6 Aralık 2011 Salı

Vadi - Kayaköy

18 mayıs itibari ile Patika’dan ayrılıp Faralya’daki George House’a gittik. Eşyalarımızı George House’ta bırakıp Faralya’dan vadiye yürüdük. Sanki hayatımda bu yoldan ilk kez iniyormuşum gibi tırstım biraz.. Vadi’ye inince gördüğümüz manzara fazla üzücüydü. Vadi’nin yozlaşması sonucu uzun zamandır gitmiyorduk zaten.Yine de bahar ayında kumsalda sakin uyuyacak ve dinlenecek bir alan uydururuz kendimize diye düşünüyorduk, olmadı.. Vadi’nin şelale yolunda bile gece kondu tipi dev çadırlar var. Sahilde bu mevsimde kalan çok olmamasına rağmen, 19 Mayıs’ta ya çok doldurursak diye her yer boş, içi yatak dolu çadırlarla doldurmuşlar. Tekne atıkları ve sarı çam polenlerinden dolayı denizin hissi de bir garipti.. Her yer çekirdek ve çöp. Yemek yeme alanı alakasız bir çay bahçesi gibi florasan ışıklı.. Sabah uyanıp tekne istilasını görene kadar,  ay doğurup, dalga sesleri ile uyumak iyi geldi. Belki 30 tekne aynı anda geldi sabah, ve içinden inen insan kitlesi ile nereye saklanacağımızı şaşırdık.. Tekneciler gidince, taş evden çıkıp, eskiden çadır alanımız olan şimdilerde balıkçı olan mekandaki sedirlerinden birine uzandık.. İlk başta Shulman çalan mekanın, akabinde İsmail Y.K.çalmasından sonra daha ne anlatılır başka..

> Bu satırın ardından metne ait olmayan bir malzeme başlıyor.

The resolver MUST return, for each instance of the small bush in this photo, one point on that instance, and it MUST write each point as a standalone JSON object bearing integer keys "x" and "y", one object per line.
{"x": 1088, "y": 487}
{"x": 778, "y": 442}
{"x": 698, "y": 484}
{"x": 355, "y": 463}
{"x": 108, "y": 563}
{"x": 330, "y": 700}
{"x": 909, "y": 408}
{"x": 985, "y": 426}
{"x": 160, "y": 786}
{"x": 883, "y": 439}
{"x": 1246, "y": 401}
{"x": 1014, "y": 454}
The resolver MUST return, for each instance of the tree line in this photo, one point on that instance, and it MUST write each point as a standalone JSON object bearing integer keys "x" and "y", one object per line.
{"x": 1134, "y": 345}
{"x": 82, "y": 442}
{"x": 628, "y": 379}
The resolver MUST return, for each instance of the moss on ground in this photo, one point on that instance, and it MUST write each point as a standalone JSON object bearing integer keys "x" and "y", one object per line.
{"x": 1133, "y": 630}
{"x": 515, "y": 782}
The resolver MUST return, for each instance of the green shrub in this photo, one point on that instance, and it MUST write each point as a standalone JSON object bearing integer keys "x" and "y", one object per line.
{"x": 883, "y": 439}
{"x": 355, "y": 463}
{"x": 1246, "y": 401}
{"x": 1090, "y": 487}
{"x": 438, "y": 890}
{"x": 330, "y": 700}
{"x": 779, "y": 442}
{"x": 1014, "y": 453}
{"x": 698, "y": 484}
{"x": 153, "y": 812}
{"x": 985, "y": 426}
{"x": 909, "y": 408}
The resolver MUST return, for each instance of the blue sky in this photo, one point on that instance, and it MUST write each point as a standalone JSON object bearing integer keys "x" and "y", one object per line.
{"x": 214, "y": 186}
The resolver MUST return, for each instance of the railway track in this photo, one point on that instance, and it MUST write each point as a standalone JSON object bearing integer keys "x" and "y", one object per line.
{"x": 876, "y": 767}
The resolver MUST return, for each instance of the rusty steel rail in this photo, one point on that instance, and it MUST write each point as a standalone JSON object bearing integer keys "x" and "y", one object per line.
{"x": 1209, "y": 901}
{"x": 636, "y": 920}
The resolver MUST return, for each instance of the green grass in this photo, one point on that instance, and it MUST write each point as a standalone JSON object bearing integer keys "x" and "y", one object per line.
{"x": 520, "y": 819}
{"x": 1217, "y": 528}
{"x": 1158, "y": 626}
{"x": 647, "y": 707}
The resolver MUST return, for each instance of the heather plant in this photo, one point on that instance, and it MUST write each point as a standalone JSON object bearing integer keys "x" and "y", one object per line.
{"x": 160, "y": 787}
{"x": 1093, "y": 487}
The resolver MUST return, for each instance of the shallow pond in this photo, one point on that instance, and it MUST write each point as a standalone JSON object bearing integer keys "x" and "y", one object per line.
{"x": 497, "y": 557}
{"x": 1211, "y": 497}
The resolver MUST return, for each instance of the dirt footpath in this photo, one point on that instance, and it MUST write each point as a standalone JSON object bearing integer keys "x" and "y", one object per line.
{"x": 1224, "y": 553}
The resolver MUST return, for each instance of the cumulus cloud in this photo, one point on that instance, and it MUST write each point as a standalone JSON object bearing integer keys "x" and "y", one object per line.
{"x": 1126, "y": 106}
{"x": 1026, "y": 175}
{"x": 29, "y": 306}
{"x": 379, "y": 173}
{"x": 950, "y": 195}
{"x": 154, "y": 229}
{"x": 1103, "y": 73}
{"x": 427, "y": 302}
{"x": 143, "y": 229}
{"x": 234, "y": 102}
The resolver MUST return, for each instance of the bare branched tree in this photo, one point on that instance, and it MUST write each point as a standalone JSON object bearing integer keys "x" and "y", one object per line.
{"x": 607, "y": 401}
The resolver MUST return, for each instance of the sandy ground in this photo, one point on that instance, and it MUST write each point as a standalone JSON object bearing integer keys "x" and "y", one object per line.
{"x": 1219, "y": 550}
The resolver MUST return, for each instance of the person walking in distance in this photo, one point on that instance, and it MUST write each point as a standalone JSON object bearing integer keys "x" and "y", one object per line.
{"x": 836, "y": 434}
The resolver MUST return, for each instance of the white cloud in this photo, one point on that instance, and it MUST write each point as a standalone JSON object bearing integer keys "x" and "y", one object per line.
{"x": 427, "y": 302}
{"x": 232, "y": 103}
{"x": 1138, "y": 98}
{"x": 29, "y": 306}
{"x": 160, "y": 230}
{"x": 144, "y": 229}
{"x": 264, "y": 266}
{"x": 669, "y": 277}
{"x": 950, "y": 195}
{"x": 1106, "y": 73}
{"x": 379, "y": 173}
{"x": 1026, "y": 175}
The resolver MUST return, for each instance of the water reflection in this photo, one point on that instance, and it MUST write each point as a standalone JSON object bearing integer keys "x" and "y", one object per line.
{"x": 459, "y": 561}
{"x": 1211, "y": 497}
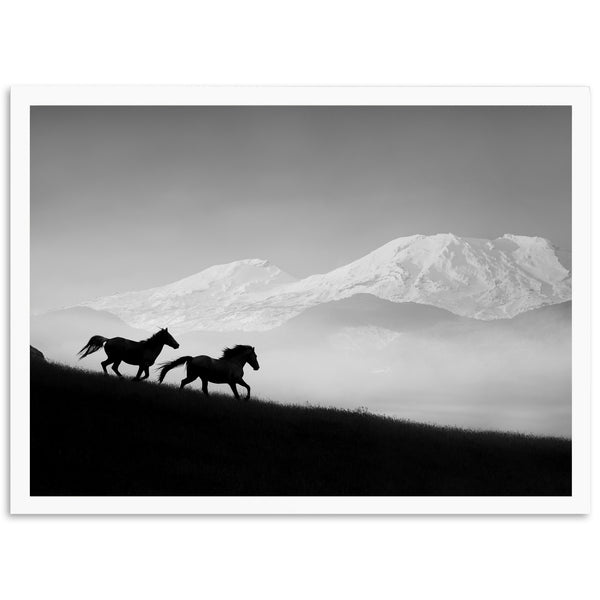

            Vadi’den kaçıp, Ankara’ya döneceğimiz gün, erkenden Emre, Dilan ve ben Kayaköy’e gittik.





Rum evleri içinde kaybolduk. Rengarenk kuşlar, gelincikler arasında hayaller kurduk. 
       






Beş yıl önce Kayaköy Sanat kampı’na gitmiştim tek başıma. Çok keyifli zamanlar geçirmiştim. O zamanlarda tanıştığım Dostum ile karşılaştık Kayaköy sokaklarında.. Zeytin çekirdeklerinden kolyeler yapan, kendini Mısırlı bir firavunun reankarnesi olarak tanıtan bir karakterdir. Onu görünce Sanat Kampı’na gitmek istedim. 5 yıllık gelişim, arazinin ortasına yapılan kocaman havuz ve zaman kavramları yüzleşmelerinden sonra, yine de Mutlu ve annesini görmek, mekanın güzelliklerine bakıp çay içmek keyifliydi.